4. The oil-free air compressor fault detection method based on acoustic emission signals and attention mechanisms according to claim 1, characterized in that, The preprocessing in step S2 includes: denoising the acoustic emission signal using one or more of bandpass filtering, spectral subtraction, or wavelet thresholding; performing amplitude normalization or standardization on the denoised signal; and removing or interpolating abnormal spikes and lost packets in the signal after amplitude normalization or standardization.
5. The oil-free air compressor fault detection method based on acoustic emission signals and attention mechanisms according to claim 1 or 4, characterized in that, The time-frequency feature extraction employs one or more of short-time Fourier transform, wavelet transform, or empirical mode decomposition to obtain time-spectrum maps or multi-scale frequency band energy features.

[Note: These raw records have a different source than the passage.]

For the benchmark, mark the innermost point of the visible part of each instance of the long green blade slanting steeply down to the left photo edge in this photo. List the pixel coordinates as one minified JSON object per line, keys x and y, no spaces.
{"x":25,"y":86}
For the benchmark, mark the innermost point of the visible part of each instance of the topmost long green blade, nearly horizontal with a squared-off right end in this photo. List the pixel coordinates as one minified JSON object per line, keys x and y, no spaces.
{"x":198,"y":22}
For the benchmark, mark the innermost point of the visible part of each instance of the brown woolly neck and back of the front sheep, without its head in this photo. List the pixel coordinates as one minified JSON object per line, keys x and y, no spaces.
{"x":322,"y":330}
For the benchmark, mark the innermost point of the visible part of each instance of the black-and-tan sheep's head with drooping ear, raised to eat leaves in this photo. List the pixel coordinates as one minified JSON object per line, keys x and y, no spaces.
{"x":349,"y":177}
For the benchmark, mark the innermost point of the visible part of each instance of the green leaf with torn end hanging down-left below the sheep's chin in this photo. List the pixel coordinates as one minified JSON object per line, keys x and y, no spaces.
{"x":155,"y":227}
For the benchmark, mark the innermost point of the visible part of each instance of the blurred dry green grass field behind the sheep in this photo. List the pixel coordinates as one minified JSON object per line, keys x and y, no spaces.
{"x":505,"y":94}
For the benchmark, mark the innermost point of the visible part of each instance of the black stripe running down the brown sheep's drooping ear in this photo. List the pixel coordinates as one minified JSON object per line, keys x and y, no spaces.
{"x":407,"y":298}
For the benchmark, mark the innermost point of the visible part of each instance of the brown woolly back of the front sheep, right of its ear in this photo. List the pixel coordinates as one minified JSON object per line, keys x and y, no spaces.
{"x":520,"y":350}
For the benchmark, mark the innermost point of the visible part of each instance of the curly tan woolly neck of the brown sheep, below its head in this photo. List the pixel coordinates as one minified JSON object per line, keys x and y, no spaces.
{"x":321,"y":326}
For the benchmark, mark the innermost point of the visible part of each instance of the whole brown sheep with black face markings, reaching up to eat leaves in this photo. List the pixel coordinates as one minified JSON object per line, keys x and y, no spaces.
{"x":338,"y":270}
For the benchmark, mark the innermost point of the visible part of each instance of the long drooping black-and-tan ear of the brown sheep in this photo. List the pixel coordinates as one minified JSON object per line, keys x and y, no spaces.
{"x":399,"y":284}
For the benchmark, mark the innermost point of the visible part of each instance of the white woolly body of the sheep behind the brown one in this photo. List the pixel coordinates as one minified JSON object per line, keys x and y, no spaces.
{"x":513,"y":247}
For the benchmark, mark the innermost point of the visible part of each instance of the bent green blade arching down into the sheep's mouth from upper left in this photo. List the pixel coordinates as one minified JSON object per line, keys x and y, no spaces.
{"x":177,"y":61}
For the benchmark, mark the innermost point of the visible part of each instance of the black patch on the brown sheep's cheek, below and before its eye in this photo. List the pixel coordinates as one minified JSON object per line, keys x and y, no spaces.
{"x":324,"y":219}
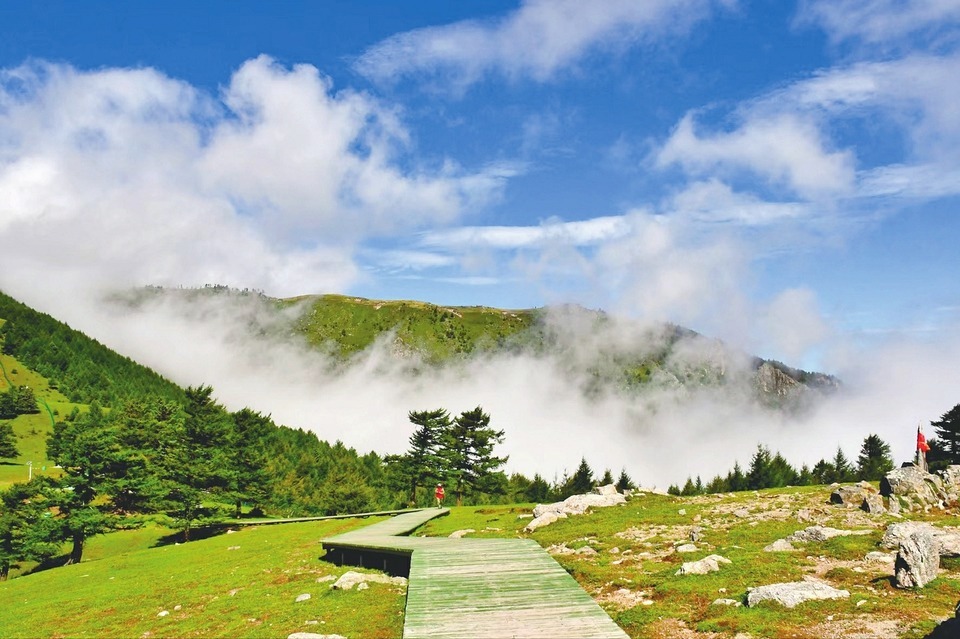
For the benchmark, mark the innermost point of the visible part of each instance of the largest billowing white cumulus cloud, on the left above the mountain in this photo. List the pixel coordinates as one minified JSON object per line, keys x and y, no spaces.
{"x":121,"y":177}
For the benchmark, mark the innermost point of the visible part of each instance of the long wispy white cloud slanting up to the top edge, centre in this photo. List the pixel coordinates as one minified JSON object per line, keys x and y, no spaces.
{"x":537,"y":40}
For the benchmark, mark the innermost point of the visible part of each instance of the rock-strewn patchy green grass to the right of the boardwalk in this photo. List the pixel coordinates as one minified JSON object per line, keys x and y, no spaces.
{"x":650,"y":526}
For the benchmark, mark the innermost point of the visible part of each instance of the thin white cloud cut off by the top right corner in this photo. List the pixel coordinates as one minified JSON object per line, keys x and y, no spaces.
{"x":883,"y":22}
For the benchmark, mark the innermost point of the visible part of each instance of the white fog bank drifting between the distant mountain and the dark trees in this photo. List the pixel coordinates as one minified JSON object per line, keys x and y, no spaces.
{"x":660,"y":435}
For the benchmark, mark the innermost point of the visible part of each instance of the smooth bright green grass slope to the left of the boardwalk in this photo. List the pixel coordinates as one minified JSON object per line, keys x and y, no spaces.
{"x":237,"y":585}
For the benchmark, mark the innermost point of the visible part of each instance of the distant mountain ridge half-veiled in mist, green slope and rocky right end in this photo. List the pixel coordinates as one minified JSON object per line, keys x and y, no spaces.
{"x":609,"y":352}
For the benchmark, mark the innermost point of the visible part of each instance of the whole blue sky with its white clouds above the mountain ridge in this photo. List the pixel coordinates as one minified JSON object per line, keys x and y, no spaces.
{"x":782,"y":175}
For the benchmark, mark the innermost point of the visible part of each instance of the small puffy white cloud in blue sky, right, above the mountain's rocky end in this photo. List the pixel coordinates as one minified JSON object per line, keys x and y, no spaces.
{"x":785,"y":150}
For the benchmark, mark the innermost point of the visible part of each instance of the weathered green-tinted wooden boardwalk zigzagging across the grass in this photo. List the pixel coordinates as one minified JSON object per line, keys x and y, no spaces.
{"x":479,"y":588}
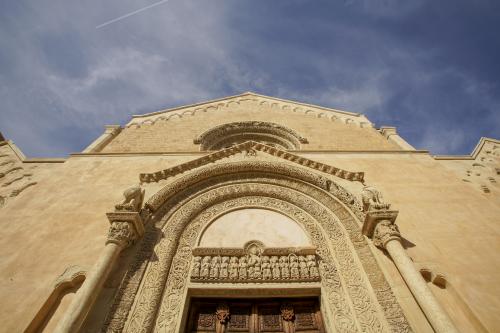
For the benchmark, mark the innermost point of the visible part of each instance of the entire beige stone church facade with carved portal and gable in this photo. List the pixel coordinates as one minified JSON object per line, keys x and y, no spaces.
{"x":250,"y":214}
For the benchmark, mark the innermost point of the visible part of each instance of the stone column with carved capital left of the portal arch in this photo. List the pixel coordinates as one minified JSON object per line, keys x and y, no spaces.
{"x":125,"y":228}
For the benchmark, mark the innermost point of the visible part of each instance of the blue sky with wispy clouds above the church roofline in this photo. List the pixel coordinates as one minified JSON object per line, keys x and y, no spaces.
{"x":431,"y":68}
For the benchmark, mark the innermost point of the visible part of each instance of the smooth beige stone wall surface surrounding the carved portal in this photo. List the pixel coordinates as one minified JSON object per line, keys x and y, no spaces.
{"x":450,"y":226}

6. The oil-free air compressor fault detection method based on acoustic emission signals and attention mechanisms according to claim 1, characterized in that, In step S3, the time-frequency features are segmented according to the time dimension to form feature subsequences arranged in time order; the feature subsequences are divided into feature blocks or multi-scale frequency band energy features are grouped and mapped into a unified dimension vector; position encoding is added to the vector to form a feature sequence that meets the input requirements of the Transformer network.
7. The oil-free air compressor fault detection method based on acoustic emission signals and attention mechanisms according to claim 1, characterized in that, In step S3, the correlation between elements in the feature sequence is analyzed through a multi-head self-attention mechanism, and weights are assigned to features of different time segments and frequency bands. The corresponding features in the feature sequence are weighted and fused according to the assigned weights to highlight fault-related features. After nonlinear transformation and dimensional adjustment, the weighted and fused features are processed by residual connection and normalization. The processed feature sequence is globally modeled to output a high-level fault feature representation.
8. The oil-free air compressor fault detection method based on acoustic emission signals and attention mechanisms according to claim 7, characterized in that, The multi-head self-attention mechanism divides attention heads into low-frequency, mid-frequency, and high-frequency bands, assigns priority weights to high-frequency band attention heads or optimizes attention calculation logic, and strengthens high-frequency characteristic responses to capture high-frequency impact characteristics generated by faults.
9. The oil-free air compressor fault detection method based on acoustic emission signals and attention mechanisms according to claim 1, characterized in that, The fault identification results in step S4 include fault type probability or operational anomaly score. When the result exceeds a preset threshold, an early fault warning is triggered.
10. The oil-free air compressor fault detection method based on acoustic emission signals and attention mechanisms according to claim 9, characterized in that, The early failures include one or more of the following: abnormal valve plate impact, minor bearing damage, slight gas leakage, rubbing of moving parts, and performance degradation.